Decoders
Decode an external data format into the Stream Processor
Decoding allows data to be converted into a format that can be processed directly within the Stream Processor. Decoders need to be used when ingesting data from an external data format before performing other transformations.
See APIs for more details
A q interface can be used to build pipelines programatically. See the q API for API details.
A Python interface is included alongside the q interface and can be used if PyKX is enabled. See the Python API for API details.

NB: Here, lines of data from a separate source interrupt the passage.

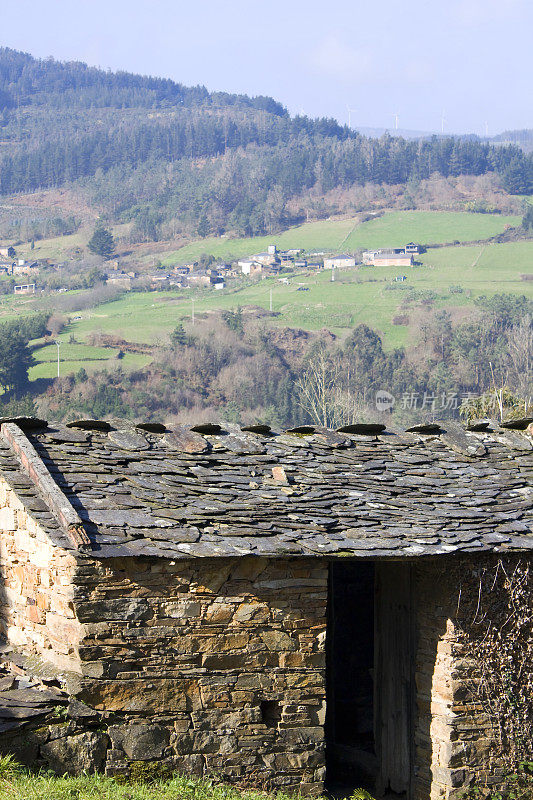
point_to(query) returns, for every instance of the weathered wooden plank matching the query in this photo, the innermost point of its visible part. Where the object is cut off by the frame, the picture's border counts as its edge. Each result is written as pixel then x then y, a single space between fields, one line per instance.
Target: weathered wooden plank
pixel 34 468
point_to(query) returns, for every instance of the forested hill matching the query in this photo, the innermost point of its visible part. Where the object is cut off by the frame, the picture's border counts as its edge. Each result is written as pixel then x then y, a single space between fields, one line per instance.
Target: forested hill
pixel 25 81
pixel 152 149
pixel 523 138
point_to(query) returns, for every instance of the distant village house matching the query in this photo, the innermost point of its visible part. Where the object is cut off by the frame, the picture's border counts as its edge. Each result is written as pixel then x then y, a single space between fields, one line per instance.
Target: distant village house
pixel 339 262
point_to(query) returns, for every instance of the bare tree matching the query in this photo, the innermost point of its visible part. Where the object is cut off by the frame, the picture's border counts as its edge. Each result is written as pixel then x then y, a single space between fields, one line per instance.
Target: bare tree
pixel 315 388
pixel 323 396
pixel 520 347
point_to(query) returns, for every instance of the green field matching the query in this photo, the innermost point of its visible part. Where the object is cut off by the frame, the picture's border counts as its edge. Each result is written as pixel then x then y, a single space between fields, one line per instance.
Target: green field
pixel 73 357
pixel 393 229
pixel 427 227
pixel 60 247
pixel 367 294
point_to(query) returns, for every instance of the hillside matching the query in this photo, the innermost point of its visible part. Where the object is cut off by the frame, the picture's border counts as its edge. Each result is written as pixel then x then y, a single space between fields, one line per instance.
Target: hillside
pixel 170 157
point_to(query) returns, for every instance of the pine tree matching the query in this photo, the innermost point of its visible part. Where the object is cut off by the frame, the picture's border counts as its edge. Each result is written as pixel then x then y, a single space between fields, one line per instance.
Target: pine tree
pixel 101 242
pixel 178 336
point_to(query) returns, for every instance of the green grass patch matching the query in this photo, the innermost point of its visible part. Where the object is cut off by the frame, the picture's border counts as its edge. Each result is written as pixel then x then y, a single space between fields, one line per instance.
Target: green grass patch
pixel 394 229
pixel 427 227
pixel 323 235
pixel 74 357
pixel 19 784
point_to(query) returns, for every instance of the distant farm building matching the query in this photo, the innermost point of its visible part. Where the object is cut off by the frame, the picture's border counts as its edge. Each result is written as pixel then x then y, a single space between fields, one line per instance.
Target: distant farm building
pixel 339 262
pixel 387 258
pixel 250 266
pixel 121 279
pixel 25 288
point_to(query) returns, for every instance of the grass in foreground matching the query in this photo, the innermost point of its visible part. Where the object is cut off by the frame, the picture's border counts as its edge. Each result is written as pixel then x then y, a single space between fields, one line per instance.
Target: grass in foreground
pixel 18 783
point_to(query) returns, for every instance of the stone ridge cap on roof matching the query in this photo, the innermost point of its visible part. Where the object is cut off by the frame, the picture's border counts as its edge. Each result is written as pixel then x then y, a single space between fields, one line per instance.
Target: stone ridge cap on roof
pixel 32 466
pixel 374 513
pixel 435 427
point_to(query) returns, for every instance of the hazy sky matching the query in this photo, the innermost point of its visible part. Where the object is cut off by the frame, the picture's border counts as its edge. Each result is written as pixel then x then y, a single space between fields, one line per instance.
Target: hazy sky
pixel 471 59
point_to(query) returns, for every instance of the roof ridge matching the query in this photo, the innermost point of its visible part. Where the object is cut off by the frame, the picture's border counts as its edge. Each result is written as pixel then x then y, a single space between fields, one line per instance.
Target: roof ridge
pixel 33 466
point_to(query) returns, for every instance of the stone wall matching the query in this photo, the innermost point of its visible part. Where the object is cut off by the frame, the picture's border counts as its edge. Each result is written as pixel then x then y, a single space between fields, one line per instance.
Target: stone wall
pixel 36 587
pixel 217 665
pixel 209 666
pixel 457 737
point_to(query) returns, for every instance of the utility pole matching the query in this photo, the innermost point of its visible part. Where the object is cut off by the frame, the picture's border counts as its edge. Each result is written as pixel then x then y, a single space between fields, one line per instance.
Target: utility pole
pixel 58 343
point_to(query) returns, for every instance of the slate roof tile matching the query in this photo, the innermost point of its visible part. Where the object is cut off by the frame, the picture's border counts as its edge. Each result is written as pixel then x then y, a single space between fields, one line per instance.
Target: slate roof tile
pixel 214 492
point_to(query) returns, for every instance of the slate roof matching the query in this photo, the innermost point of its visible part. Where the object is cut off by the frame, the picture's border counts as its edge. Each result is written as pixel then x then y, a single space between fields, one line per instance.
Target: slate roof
pixel 202 492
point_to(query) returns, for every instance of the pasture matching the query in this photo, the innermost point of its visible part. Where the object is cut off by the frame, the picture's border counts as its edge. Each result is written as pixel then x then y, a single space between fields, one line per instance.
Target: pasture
pixel 393 229
pixel 452 276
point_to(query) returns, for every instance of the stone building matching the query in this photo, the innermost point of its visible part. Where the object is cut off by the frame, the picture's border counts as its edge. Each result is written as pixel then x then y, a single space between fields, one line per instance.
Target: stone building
pixel 278 609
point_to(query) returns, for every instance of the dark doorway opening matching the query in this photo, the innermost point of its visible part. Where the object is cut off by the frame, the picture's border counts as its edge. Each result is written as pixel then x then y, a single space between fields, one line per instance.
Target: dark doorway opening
pixel 350 746
pixel 370 678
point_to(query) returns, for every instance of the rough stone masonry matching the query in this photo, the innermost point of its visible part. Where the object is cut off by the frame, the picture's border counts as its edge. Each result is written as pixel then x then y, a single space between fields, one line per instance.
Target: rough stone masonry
pixel 167 590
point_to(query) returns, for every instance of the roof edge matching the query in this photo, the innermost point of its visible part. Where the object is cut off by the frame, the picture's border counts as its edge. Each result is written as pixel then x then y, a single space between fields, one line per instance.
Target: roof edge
pixel 33 466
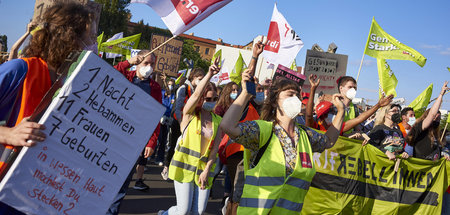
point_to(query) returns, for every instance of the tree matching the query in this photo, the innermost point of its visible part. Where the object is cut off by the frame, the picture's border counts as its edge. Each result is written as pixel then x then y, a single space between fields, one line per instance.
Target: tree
pixel 114 17
pixel 4 42
pixel 190 53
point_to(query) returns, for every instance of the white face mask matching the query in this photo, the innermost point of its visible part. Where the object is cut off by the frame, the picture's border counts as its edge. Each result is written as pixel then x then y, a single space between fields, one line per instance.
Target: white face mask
pixel 259 99
pixel 145 71
pixel 209 106
pixel 351 93
pixel 292 106
pixel 411 121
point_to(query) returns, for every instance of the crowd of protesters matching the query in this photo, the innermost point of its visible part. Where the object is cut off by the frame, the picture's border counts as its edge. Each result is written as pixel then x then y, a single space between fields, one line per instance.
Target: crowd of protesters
pixel 265 138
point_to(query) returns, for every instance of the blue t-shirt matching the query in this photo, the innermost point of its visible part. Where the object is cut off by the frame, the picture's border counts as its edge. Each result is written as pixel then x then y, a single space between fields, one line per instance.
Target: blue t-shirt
pixel 12 75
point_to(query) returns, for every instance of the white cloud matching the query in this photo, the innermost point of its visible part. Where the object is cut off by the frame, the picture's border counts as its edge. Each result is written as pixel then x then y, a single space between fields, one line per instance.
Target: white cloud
pixel 428 46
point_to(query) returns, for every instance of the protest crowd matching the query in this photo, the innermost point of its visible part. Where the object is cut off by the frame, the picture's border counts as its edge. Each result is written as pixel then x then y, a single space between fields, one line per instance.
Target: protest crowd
pixel 261 134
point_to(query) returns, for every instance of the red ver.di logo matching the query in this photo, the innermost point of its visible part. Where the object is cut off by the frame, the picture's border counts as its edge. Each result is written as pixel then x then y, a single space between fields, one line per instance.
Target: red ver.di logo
pixel 306 161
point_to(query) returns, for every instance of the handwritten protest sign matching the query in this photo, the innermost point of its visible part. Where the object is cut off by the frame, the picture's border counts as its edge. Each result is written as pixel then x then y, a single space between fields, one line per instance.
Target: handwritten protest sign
pixel 285 72
pixel 326 66
pixel 40 6
pixel 96 127
pixel 168 56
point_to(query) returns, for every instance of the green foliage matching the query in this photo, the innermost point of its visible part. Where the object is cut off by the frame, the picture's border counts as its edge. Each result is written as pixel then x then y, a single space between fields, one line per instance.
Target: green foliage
pixel 4 41
pixel 190 53
pixel 114 17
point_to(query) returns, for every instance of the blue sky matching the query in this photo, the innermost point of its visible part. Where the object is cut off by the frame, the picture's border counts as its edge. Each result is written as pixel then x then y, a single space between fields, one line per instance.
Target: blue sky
pixel 421 25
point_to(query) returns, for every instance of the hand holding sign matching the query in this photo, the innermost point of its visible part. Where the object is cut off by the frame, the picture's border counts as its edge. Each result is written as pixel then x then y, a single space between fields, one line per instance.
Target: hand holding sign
pixel 314 81
pixel 215 67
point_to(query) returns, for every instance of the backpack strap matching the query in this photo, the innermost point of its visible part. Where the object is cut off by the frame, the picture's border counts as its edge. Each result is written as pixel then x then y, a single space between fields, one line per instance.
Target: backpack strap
pixel 261 152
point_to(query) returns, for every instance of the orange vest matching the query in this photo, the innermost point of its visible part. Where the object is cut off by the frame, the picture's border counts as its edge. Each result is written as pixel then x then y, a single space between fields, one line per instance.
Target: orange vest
pixel 36 84
pixel 232 148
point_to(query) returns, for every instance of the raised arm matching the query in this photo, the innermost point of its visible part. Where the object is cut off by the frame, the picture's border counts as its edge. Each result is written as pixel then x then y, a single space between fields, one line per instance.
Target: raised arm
pixel 314 82
pixel 334 129
pixel 365 115
pixel 15 48
pixel 435 108
pixel 195 97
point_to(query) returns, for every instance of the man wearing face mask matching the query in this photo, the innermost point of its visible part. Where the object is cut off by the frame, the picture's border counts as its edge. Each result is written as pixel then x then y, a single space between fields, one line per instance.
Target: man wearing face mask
pixel 347 88
pixel 408 120
pixel 141 78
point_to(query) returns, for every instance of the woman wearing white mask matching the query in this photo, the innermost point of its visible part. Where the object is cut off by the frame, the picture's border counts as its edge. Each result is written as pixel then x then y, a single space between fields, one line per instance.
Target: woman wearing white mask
pixel 279 181
pixel 196 152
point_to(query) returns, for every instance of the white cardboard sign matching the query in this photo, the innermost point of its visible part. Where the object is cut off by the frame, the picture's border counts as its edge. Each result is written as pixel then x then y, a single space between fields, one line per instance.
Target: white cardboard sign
pixel 96 127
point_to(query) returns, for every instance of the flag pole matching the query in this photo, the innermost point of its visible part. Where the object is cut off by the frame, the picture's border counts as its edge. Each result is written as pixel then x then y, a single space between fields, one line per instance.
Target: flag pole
pixel 445 128
pixel 164 43
pixel 364 53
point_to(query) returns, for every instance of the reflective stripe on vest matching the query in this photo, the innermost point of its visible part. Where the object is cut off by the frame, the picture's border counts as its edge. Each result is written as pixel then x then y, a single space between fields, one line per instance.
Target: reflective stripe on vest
pixel 267 189
pixel 188 163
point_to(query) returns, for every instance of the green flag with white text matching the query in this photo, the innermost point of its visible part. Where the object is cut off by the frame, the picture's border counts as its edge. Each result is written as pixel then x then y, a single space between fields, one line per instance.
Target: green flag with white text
pixel 236 74
pixel 382 45
pixel 421 102
pixel 121 46
pixel 387 79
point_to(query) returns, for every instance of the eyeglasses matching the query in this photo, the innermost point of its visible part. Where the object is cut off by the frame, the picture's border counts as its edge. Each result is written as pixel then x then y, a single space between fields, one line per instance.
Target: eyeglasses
pixel 211 99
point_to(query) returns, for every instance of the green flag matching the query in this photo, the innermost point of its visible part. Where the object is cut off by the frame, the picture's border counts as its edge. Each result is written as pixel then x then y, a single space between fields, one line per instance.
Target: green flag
pixel 122 45
pixel 100 40
pixel 218 54
pixel 387 79
pixel 382 45
pixel 178 80
pixel 294 66
pixel 421 102
pixel 236 74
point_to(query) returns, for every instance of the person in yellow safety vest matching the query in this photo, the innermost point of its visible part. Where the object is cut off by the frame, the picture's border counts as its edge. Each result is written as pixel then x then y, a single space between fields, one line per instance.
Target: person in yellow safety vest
pixel 280 180
pixel 192 164
pixel 347 89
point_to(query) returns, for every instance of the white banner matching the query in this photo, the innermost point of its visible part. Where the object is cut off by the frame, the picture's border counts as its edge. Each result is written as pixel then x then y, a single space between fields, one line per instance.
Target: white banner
pixel 181 15
pixel 283 44
pixel 96 127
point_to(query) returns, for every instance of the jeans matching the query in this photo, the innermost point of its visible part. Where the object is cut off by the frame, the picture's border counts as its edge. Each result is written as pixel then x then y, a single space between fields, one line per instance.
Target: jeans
pixel 190 199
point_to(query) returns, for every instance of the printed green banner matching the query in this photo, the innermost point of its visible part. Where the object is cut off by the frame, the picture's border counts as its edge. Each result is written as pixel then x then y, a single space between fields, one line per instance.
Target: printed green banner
pixel 236 74
pixel 382 45
pixel 356 179
pixel 388 81
pixel 420 104
pixel 121 46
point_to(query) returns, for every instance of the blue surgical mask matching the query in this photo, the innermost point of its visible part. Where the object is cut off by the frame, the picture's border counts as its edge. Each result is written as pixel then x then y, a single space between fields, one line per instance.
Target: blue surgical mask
pixel 209 106
pixel 411 121
pixel 233 96
pixel 259 99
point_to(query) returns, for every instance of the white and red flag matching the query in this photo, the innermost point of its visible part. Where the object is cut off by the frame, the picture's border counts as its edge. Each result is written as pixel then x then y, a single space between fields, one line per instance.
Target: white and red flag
pixel 181 15
pixel 283 44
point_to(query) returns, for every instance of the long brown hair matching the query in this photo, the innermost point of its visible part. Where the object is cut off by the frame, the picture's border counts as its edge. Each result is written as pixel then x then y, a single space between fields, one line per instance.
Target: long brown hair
pixel 433 133
pixel 225 100
pixel 63 25
pixel 268 111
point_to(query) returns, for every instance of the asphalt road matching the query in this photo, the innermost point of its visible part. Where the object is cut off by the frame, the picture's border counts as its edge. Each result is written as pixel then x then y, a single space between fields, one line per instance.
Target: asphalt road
pixel 161 195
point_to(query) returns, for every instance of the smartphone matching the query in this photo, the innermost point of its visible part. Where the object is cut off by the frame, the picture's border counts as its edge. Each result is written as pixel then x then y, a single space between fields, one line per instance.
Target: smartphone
pixel 251 88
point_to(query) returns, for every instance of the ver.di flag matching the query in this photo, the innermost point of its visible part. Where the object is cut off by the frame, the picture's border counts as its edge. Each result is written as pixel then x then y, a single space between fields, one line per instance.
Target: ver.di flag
pixel 421 102
pixel 387 79
pixel 236 74
pixel 121 46
pixel 283 44
pixel 382 45
pixel 181 15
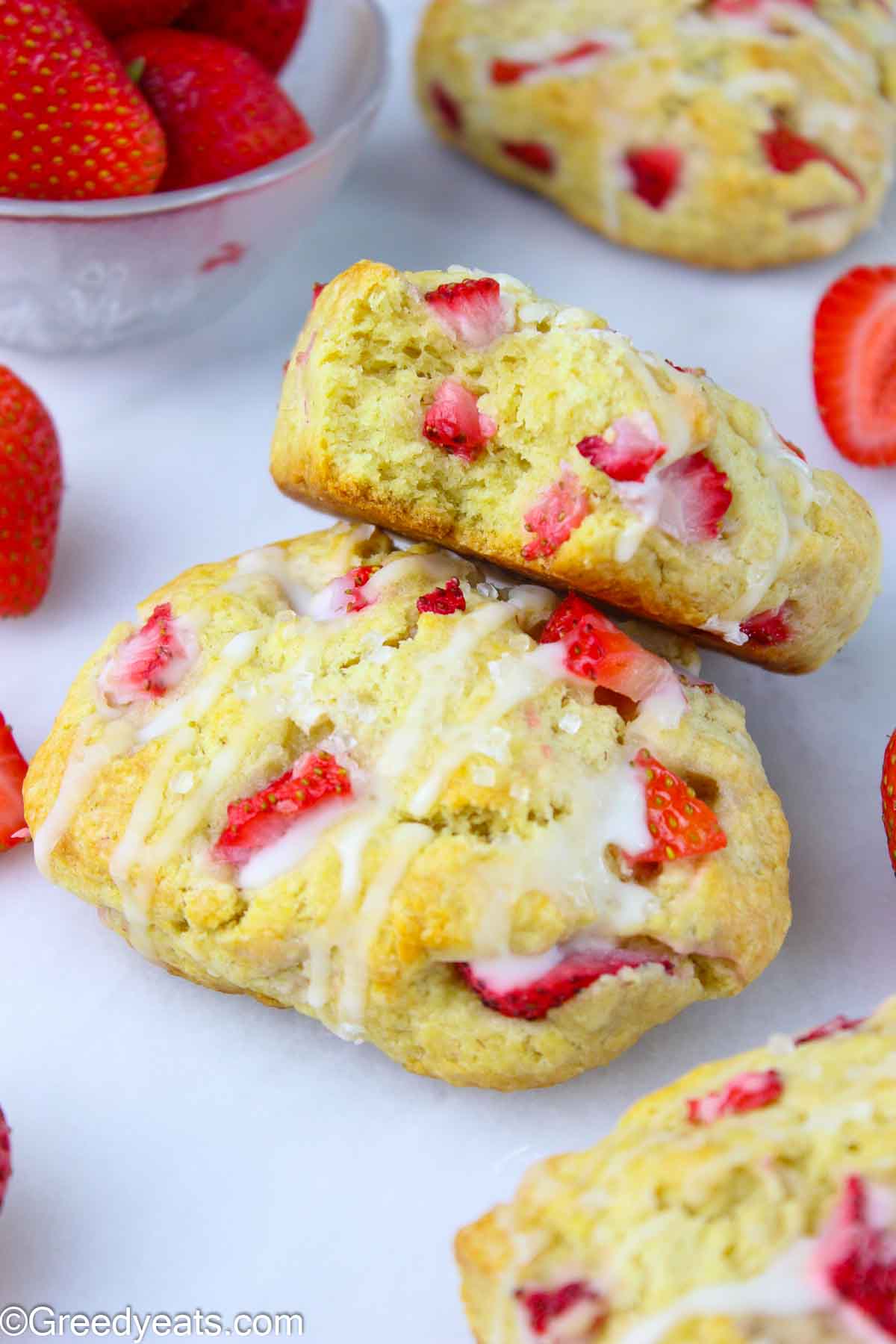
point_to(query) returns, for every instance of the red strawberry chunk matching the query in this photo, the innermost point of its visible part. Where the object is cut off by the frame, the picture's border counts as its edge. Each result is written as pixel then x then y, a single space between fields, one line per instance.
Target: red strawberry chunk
pixel 534 999
pixel 575 1307
pixel 597 651
pixel 695 499
pixel 529 154
pixel 682 824
pixel 555 515
pixel 444 601
pixel 656 174
pixel 768 628
pixel 830 1028
pixel 152 662
pixel 626 450
pixel 455 423
pixel 748 1092
pixel 856 1260
pixel 260 820
pixel 13 815
pixel 472 311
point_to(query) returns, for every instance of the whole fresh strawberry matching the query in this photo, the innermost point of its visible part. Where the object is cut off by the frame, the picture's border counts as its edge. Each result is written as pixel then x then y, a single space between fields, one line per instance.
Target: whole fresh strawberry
pixel 73 125
pixel 267 28
pixel 220 111
pixel 30 497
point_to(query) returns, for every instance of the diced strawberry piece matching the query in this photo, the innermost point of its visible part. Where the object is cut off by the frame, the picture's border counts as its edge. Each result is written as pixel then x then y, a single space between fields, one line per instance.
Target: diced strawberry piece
pixel 695 499
pixel 444 601
pixel 152 662
pixel 575 1307
pixel 529 154
pixel 830 1028
pixel 768 628
pixel 626 450
pixel 788 152
pixel 748 1092
pixel 656 174
pixel 555 515
pixel 682 824
pixel 597 651
pixel 260 820
pixel 454 423
pixel 856 1260
pixel 448 108
pixel 13 815
pixel 472 311
pixel 535 999
pixel 855 364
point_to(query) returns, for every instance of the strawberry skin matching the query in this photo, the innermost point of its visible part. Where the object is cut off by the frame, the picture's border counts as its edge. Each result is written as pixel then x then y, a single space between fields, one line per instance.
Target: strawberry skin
pixel 855 364
pixel 13 819
pixel 267 28
pixel 30 497
pixel 72 124
pixel 222 112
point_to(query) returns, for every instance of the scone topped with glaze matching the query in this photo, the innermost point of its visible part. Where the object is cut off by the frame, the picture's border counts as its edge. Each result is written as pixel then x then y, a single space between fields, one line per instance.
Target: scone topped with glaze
pixel 732 134
pixel 754 1202
pixel 462 409
pixel 479 826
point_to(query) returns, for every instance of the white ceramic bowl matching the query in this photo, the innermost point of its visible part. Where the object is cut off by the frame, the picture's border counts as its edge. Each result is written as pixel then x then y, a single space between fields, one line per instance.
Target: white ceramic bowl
pixel 80 276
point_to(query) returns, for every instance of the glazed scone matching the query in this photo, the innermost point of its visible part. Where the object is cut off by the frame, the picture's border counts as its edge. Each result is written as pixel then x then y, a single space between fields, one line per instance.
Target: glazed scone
pixel 496 839
pixel 465 410
pixel 734 134
pixel 753 1202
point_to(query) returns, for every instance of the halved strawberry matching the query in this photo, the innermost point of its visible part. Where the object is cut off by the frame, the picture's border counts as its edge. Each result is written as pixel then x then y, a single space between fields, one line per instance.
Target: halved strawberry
pixel 626 450
pixel 260 820
pixel 597 651
pixel 152 662
pixel 695 499
pixel 454 423
pixel 856 1260
pixel 534 999
pixel 889 797
pixel 13 815
pixel 444 601
pixel 555 515
pixel 656 174
pixel 855 364
pixel 682 824
pixel 575 1307
pixel 748 1092
pixel 472 311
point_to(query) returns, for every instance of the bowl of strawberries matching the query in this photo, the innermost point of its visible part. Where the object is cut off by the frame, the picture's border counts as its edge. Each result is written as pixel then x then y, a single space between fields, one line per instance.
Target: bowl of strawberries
pixel 158 156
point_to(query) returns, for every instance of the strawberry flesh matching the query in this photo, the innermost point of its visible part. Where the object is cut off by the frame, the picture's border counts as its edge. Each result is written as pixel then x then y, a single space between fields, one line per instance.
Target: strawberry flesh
pixel 748 1092
pixel 680 823
pixel 267 816
pixel 555 515
pixel 470 309
pixel 13 815
pixel 454 423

The pipeline builder uses a drag-and-drop interface to link together operations within a pipeline. For details on how to wire together a transformation, see the building a pipeline guide.
Arrow
(Beta Feature) Decodes Arrow encoded data
Beta Features
Beta feature are included for early feedback and for specific use cases. They are intended to work but have not been marked ready for production use. To learn more and enable beta features, see enabling beta features.
See APIs for more details
q API: .qsp.decode.arrow
•
Python API: kxi.sp.decode.arrow
Required Parameters:
name | description | default |
---|---|---|
As List | If checked, the decoded result is a list of arrays, corresponding only to the Arrow stream data. Otherwise, by default the decoded result is a table corresponding to both the schema and data in the Arrow stream. | No |
CSV
Parse CSV data to a table
See APIs for more details
q API: .qsp.decode.csv
•
Python API: kxi.sp.decode.csv
Required Parameters:
name | description | default |
---|---|---|
Delimiter | Field separator for the records in the encoded data | , |
Optional Parameters:
name | description | default |
---|---|---|
Header | Defines whether source CSV file has a header row, either Always , First and Never . When set to Always , the first record of every batch of data is treated as being a header. This is useful when decoding a stream (ex. Kafka) and each message has a header. First indicates that only the first batch of data will have a CSV header. This should be used when processing files that have a header row. Lastly, None indicates that there is no header row in the data. |
First |
GZIP
(Beta Feature) Inflates (decompresses) gzipped data
Beta Features
Beta feature are included for early feedback and for specific use cases. They are intended to work but have not been marked ready for production use. To learn more and enable beta features, see enabling beta features.
See APIs for more details
q API: .qsp.decode.gzip
•
Python API: kxi.sp.decode.gzip
Fault Tolerance
GZIP decoding is currently not fault tolerant which is why it is marked as a beta feature. In the event of failure, the incoming data must be entirely reprocessed from the beginnging. The GZIP decoder is only fault tolerant when you are streaming data with independently encoded messages.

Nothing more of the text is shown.